High state revenues could fuel campaign to cut taxes in General Assembly | Government and politics
“The Hoosiers have made it clear that they don’t want more government in their lives and they don’t want more spending from us,” Huston said Thursday.
“We are probably facing $ 5 billion in reserves and a structural surplus of $ 2 billion. It would be irresponsible to develop the government. As part of our tax cut plan, we will be giving back about $ 1.3 billion. of dollars in Hoosiers’ pockets while continuing to protect Indiana’s financial future. “
The House GOP’s tax cut proposal calls for a gradual reduction in the state’s personal income tax rate to 3% by 2026, from 3.23% currently.

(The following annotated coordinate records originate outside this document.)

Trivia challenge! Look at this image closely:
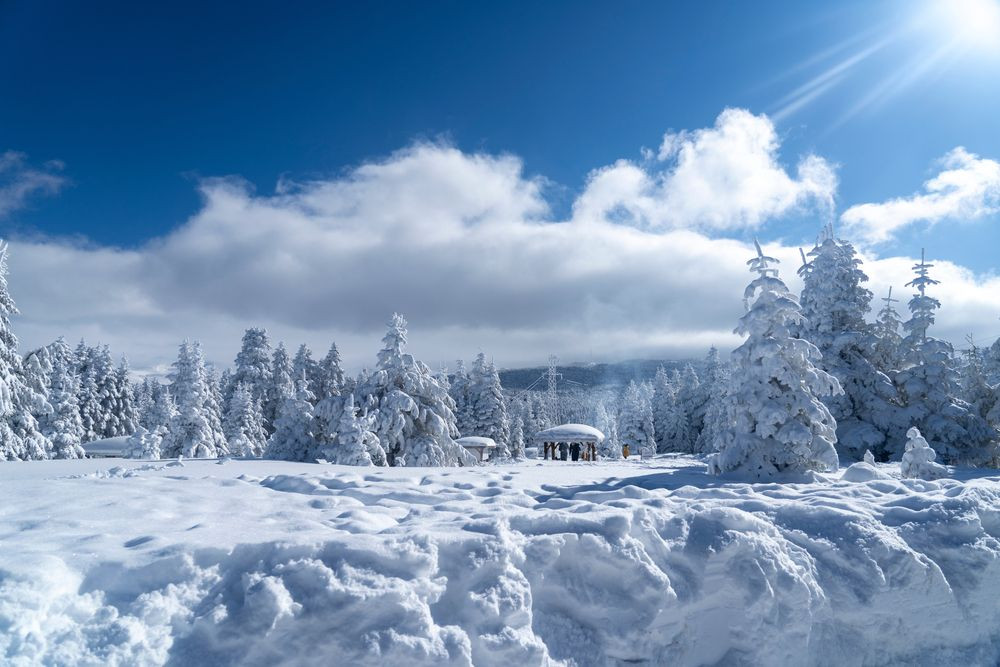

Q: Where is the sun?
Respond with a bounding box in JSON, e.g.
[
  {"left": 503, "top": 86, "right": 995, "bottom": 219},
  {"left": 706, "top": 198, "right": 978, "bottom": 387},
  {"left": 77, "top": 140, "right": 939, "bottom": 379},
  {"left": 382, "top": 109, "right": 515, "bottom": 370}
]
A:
[{"left": 928, "top": 0, "right": 1000, "bottom": 52}]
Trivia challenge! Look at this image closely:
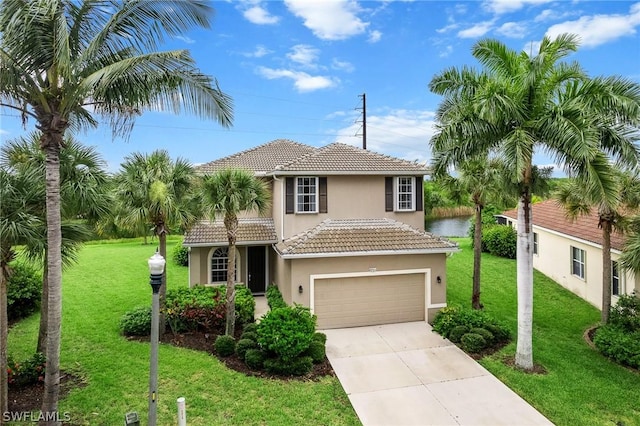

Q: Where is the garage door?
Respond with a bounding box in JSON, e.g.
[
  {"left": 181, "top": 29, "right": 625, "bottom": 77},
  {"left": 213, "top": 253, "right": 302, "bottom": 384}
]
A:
[{"left": 314, "top": 273, "right": 425, "bottom": 329}]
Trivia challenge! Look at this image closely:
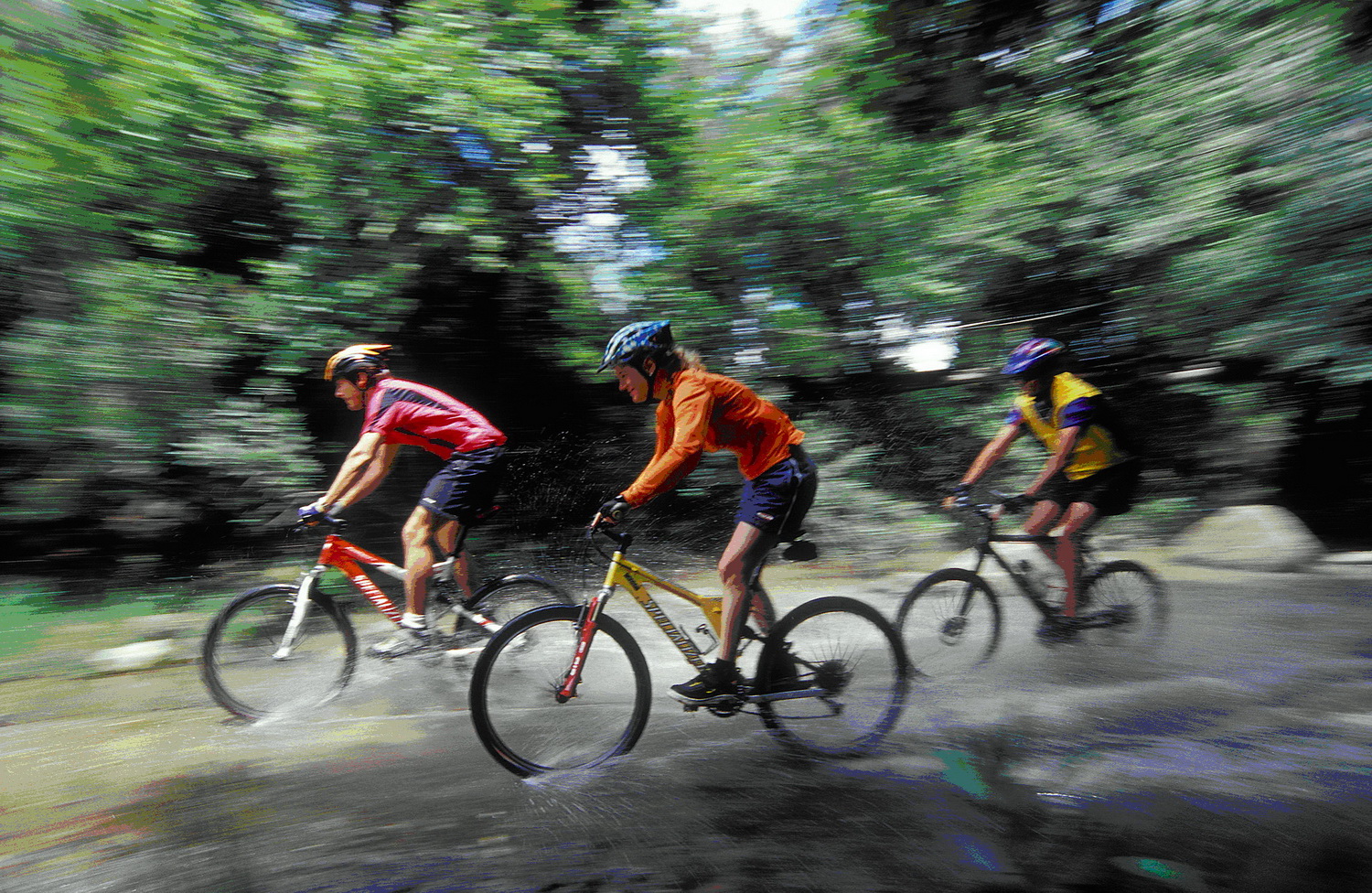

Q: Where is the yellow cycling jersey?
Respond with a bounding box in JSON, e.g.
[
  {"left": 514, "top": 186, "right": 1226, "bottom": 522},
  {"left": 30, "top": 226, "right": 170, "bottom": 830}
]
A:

Under the plan, the rate would drop to 3.15% in 2023, 3.10% in 2024, 3.05% in 2025 and finally to 3%.
This means that a Hoosier earning $ 50,000 a year would see their current annual tax burden of $ 1,615 drop to $ 1,575 in 2023, $ 1,550 in 2024, $ 1,525 in 2025 and $ 1,500 in 2026.
The measure also eliminates the utility revenue tax from Hoosier’s electricity bills and encourages companies to invest in new equipment by exempting more production inputs from the 7% sales tax and eliminating the minimum assessment of 30% on equipment subject to corporate property tax.
“It’s not just about 2022. It’s about preparing for the long term,” Huston said. “We want to be responsible for these tax cuts… but we can be thoughtful and responsible and get the money back into the hands of the Hoosiers.”